We have proposed some solutions able to count vehicles located in parking lots. In particular, we introduced a detection-based approach able to localize and count vehicles from images taken by a smart camera, and another one from images captured by a drone.

We implemented several solutions based on Deep Learning approach and Convolutional Neural Networks (CNNs) to address the face recognition problem in different application scenarios. For example, we studied the problem of intrusion detection in a monitored environment, and we designed a system to automatically detect unauthorized accesses to a restricted environment by exploiting face recognition on the images acquired by a Raspberry Pi camera placed in front of the entrance of the monitored room. To this purpose, we collected an indoor face dataset that we used to perform our experiments. More details about the dataset can be found here.

We also have compared the recognition accuracy in performing the face recognition task by using the distance of facial landmarks and some CNN-based approaches. Facial landmarks are very important in forensics because they can be used as objective proof in trials, however, the recognition accuracy of these approaches is much lower than the ones based on Deep Learning.

Recently, with the MoDro project, we started to investigate the possibility to move the face recognition computation inside embedded devices such as a Raspberry Pi so that they autonomously can perform this task without the need to transmit the video stream to a remote server for the analysis.

Finally, we consider the task of detecting adversarial faces, i.e., malicious faces given to machine learning systems in order to fool the recognition and the verification in particular.

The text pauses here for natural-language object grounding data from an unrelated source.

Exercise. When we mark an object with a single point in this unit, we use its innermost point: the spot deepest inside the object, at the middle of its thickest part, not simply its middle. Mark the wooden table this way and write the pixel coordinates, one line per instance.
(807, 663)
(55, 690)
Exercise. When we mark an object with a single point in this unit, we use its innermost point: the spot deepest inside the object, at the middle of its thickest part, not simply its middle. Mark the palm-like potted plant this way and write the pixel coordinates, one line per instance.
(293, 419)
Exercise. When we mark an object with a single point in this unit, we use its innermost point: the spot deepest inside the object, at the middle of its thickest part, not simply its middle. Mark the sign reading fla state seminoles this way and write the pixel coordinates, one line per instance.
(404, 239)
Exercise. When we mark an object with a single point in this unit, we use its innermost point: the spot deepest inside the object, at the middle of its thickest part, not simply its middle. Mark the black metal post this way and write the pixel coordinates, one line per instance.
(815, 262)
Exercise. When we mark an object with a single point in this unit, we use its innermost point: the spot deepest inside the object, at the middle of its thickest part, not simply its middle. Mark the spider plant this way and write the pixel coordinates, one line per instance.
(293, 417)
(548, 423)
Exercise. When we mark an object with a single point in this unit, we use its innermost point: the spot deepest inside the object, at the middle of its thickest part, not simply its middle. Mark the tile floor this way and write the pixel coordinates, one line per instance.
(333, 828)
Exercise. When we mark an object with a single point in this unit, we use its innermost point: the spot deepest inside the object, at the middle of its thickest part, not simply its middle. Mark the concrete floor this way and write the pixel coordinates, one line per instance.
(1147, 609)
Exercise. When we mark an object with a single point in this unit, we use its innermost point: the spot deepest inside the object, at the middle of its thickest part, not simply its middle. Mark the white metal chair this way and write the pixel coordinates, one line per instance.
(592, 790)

Public safety has become a relevant aspect, especially in large urban areas. The possibility to act promptly in case of dangers or alarms can be of fundamental importance in determining the favorable outcome of the interventions. For example, identifying and tracking an individual or a suspicious vehicle that moves in an urban context may require a significant deployment of forces, with costs that sometimes can make the interventions ineffective. To this end, we tested applications of 5G for public security in the city of Matera. The experiments involved aerial drones and exploited the 5G mobile network provided by the Bari Matera 5G project consortium led by TIM, Fastweb (two Italian mobile telecommunication operators) and Huawei. Through these experiments, we were able to show that the 5G wireless communication technology can be successfully integrated with the drone technology, in order to create a synergy for the development of innovative and low-cost public security applications. In particular, we considered a scenario related to security in densely populated areas in which we recognize objects and persons from a video in real-time. For this scenario, we used a DJI Matrice 600 drone owing to its high lifting capabilities. The 5G connectivity was obtained through a TIM 5G Gateway, permanently mounted on the drone.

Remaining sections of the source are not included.